After adding all the containers the protocol actions kick off with growing a fresh liquid culture from a bacterial stock. To achieve a culture of bacteria in an exponential phase of growth.

Liquid handling and culturing bacteria

# Should be dispensing M9, but M9 media isn't a standard reagent at Transcriptic
# Dispense fills the container with standard reagents from Transcriptic
p.dispense(bacteria_prep,
            "lb-broth-100ug-ml-amp",
            [{"column": 0, "volume": "1500:microliter"}])

# Add bacteria from stock container to fresh media
p.transfer(bacteria_stock.well(0).set_volume("1000:microliter"),
           bacteria_prep.well(0),
           "5:microliter")

# Cover the plate prior to shaking incubation
p.cover(bacteria_prep, lid="universal")

# 16hr incubation
p.incubate(bacteria_prep,
           "warm_37",
           "16:hour",
           shaking=True)

# Prep media for overgrowing bacteria sample
p.dispense(bacteria_overgrow,
            "lb-broth-100ug-ml-amp",
            [
              {"column": 0, "volume": "1000:microliter"}
            ]
          )

p.uncover(bacteria_prep)

# Innoculate overgrowth sample
p.transfer(bacteria_prep.well("A1"),
           bacteria_overgrow.well("A1"),
           "20:microliter",
           mix_after=True)

p.cover(bacteria_overgrow, lid="universal")

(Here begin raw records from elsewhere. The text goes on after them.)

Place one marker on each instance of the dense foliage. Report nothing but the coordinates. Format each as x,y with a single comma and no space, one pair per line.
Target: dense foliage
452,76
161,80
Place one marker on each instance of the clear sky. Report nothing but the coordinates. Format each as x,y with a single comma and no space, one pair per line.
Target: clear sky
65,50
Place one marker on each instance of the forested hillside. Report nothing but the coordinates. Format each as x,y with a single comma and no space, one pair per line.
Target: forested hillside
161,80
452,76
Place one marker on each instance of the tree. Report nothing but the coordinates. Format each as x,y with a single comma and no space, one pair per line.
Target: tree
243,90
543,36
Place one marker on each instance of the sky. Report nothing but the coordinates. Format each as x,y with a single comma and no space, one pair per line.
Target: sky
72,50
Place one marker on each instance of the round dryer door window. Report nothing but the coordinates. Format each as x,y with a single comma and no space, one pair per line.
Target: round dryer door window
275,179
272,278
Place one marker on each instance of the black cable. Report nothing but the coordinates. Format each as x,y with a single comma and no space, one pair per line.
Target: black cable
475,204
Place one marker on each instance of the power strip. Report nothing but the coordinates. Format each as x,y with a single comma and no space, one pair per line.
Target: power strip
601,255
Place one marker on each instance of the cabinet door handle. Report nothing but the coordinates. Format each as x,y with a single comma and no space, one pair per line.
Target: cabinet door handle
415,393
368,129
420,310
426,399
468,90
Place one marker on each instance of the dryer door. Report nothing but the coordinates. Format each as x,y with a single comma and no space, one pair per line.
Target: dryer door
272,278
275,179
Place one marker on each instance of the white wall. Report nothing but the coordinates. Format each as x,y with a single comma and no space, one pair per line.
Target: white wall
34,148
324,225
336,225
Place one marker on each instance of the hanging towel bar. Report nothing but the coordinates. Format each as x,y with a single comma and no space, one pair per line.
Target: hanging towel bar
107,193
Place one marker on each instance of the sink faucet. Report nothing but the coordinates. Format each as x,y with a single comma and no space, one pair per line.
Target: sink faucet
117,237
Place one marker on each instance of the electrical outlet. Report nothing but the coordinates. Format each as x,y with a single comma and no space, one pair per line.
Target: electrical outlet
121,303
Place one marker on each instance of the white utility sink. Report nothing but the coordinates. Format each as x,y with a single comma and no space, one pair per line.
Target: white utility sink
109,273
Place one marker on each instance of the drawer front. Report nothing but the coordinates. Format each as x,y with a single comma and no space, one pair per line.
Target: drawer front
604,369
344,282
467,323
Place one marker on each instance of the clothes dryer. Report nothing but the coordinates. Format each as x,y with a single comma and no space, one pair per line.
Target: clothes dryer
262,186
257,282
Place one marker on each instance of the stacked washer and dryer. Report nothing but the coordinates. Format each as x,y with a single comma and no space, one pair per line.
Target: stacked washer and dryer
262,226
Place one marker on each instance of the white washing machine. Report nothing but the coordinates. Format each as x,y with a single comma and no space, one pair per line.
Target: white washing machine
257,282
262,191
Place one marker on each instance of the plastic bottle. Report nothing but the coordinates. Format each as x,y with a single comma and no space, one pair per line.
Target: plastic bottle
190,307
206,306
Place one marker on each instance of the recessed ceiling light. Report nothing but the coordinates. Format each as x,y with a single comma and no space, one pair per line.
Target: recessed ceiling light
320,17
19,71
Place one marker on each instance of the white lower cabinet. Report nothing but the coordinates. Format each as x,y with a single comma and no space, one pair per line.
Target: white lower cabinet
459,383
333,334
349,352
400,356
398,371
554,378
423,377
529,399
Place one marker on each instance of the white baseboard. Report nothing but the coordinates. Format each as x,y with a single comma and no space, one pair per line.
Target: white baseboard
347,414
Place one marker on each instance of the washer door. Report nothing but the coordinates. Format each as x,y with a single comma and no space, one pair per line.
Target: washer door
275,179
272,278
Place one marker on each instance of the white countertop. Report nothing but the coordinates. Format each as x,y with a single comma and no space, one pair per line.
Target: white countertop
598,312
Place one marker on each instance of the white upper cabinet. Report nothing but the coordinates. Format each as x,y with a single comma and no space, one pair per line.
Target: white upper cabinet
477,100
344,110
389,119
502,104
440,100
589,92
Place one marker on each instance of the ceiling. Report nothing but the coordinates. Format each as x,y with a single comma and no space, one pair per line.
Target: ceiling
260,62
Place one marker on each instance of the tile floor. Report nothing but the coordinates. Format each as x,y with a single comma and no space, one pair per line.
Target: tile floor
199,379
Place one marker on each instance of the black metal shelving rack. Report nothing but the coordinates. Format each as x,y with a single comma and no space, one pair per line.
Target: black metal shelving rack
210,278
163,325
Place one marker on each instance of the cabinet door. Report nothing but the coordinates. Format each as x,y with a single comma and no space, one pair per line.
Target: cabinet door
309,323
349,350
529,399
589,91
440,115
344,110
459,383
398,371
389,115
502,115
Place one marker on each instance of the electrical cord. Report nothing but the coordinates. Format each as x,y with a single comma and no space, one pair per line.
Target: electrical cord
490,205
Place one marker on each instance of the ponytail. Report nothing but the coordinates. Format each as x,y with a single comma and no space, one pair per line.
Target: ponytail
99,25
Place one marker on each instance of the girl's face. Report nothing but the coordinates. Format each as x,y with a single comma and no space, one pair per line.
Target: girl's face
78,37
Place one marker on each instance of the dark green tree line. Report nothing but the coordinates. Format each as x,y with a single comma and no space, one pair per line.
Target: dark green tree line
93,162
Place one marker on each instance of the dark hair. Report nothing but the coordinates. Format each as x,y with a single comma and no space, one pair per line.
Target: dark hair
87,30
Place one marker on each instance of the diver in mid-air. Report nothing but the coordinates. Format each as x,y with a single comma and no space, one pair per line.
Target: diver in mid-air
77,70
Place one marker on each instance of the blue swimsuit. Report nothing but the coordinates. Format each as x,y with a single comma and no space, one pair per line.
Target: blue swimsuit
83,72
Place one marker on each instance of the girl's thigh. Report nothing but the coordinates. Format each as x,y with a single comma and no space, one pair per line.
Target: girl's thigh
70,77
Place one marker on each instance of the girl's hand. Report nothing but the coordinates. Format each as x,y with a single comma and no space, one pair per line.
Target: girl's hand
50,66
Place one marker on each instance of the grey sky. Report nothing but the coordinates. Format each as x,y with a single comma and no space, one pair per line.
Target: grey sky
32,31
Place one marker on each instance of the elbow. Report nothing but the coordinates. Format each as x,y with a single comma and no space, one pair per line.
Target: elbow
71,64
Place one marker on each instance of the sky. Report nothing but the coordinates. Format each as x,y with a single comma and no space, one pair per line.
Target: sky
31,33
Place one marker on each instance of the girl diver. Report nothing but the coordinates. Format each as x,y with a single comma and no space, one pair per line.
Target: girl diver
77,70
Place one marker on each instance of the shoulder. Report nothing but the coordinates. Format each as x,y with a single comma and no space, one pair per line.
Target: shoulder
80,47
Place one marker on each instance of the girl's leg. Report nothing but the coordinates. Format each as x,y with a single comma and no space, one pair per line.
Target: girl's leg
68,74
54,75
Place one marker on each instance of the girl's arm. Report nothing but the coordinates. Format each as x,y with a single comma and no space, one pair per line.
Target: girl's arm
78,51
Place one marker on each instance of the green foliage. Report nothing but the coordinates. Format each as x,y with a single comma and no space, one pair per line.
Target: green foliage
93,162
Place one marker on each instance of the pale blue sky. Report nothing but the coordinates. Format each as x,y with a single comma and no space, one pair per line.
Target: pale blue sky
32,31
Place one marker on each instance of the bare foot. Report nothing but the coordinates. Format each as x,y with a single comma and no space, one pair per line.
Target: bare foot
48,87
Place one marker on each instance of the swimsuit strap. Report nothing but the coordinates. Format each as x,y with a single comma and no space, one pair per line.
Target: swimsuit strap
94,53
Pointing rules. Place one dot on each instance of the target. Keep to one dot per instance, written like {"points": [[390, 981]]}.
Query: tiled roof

# Incubate bacteria to guarantee exponential phase
p.incubate(bacteria_overgrow,
           "warm_37",
           "1:hour",
           shaking=True)

p.uncover(bacteria_overgrow)

# Transfer exponential phase bacteria to microplate for the assay
p.distribute(bacteria_overgrow.well("A1").set_volume("1000:microliter"),
             reaction_plate.wells_from(0,4),
             "200:microliter"
             )

OD600 and fluorescence measurements with an arabinose induction step

After the bacteria has been cultured to be in an exponential phase of growth the culture is transfered to another plate where the spectroscopic assay will take place.

During the assay, measurements are made of the OD600, fluorescent emission at 528nm and fluorescent emission at 645nm. These measurements occur twice prior to the expression system being induced by arabinose. Then following induction the 3 spectroscopic measurements are taken every 30 minutes, 8 times.

As an aside I'm pretty sure this code can be cleaned up a lot to remove so much of the repetition.

## Assay time!

# Incubate bacteria at 37 degrees for 3 hours
p.cover(reaction_plate, lid="universal")
p.incubate(reaction_plate, "warm_37", "3:hour",shaking=True)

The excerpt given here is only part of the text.